Liberals are analytically challenged, and the more liberal, the more challenged.
And by the way, $4.8 billion in taxes on $10.4 billion in profit is a tax rate of 46 percent -- 11 points higher than the corporate tax rate of 35 percent. Which I'm sure is all the basis you need for yet another harangue against the wealthy as tax scofflaws.
LOL...I guess we should consider the author of that piece conservative, but not very analytical either...after all it took more at least 30 secs to google the topic...
Al ================================================================
News Corp pays 20% tax in US
By Alan Rappeport in New York and Vanessa Houlder in London
News Corp’s political influence, which has ruptured dramatically in the UK in the past week, has not come as a result of its contributions to government coffers.
Its latest 10-K statement showed that although the corporate tax rate in the US is 35 per cent, News Corp’s effective tax rate last year was 20 per cent. The company earned $2.5bn in profits and still managed to receive a tax benefit.
Tax analysts say News Corp has historically been able to keep its tax rates low because of its ability to capitalise on low-tax havens and a strategy of deferring taxes and accelerating the depreciation of its assets.
Tax policy has been a hot issue in the US as the Obama administration looks to raise revenue by closing tax loopholes amid contentious negotiations to raise the country’s debt limit. This year, General Electric came under fire for paying no taxes in 2010, in spite of earning $14.2bn in profits.

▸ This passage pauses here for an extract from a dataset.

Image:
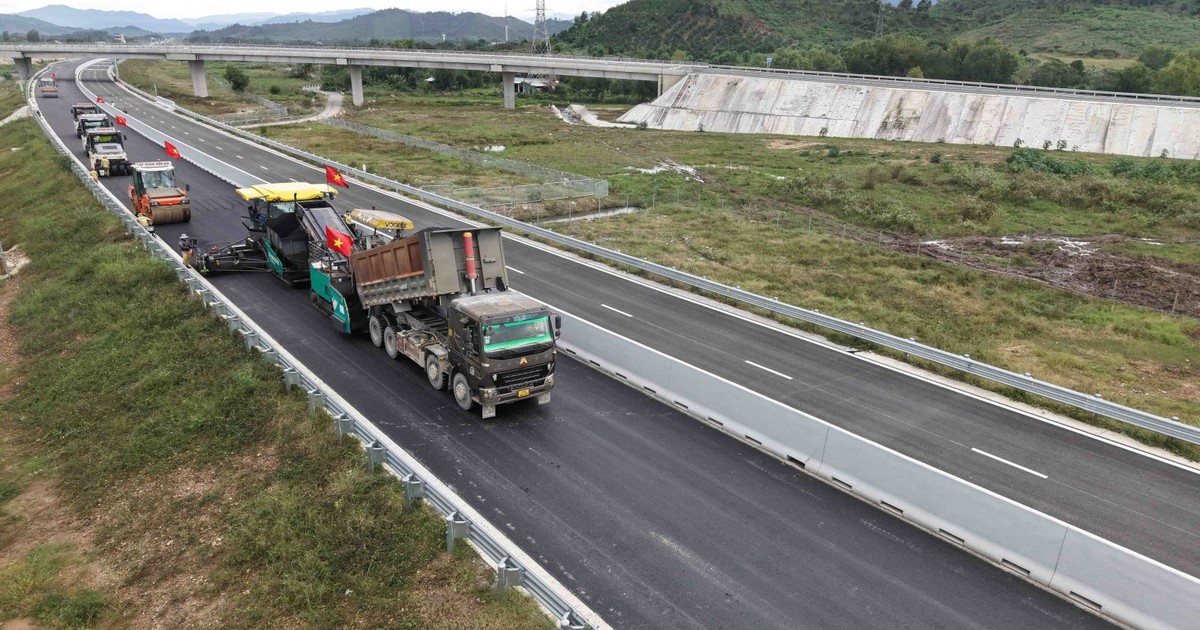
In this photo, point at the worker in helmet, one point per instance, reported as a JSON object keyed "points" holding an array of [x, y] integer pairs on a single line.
{"points": [[186, 244]]}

A 2009 report by the US Government Accountability Office found that News Corp had 152 subsidiaries in tax havens or “financial privacy jurisdictions”. Only Citigroup and Morgan Stanley had more.
“The only thing that could be considered abusive is the transfer pricing,” said Robert Willens, an independent tax consultant. “It’s always questionable, because the issue of where income has been earned is not a well-defined concept.”
News Corp declined to comment.
In 1999, The Economist concluded that News Corp had paid no net UK corporation tax since June 1987, although the group had made £1.4bn in profits. In some years the company did pay some tax, but in other years it claimed rebates.
A UK tax adviser said the company’s tax planning was likely to be based round its financing, rather than its intellectual property. Borrowing money in high tax jurisdictions is a commonly used technique to shift profits to low tax jurisdictions.
Jack Ciesielski, publisher, of the Analyst’s Accounting Observer, called the strategy “brutally simple”.
“Companies go where the rates are lowest to do business and keep costs in jurisdictions where they’re most deductible,” he said.
However, an insight into the complexity of News Corp’s tax structures came in 2009 when Australian Courts were ruled on a global restructuring in 2004 and 2005 as the group’s holding company relocated from Australia to the US. The Australian tax office blocked it from getting a tax benefit from a $1.5bn capital loss created by the restructuring, arguing that it used contrived and circular steps to create the benefit.
But News Corp won the case on the grounds that it was indeed a commercial deal, along with an appeal mounted by the Australia tax authority in June last year.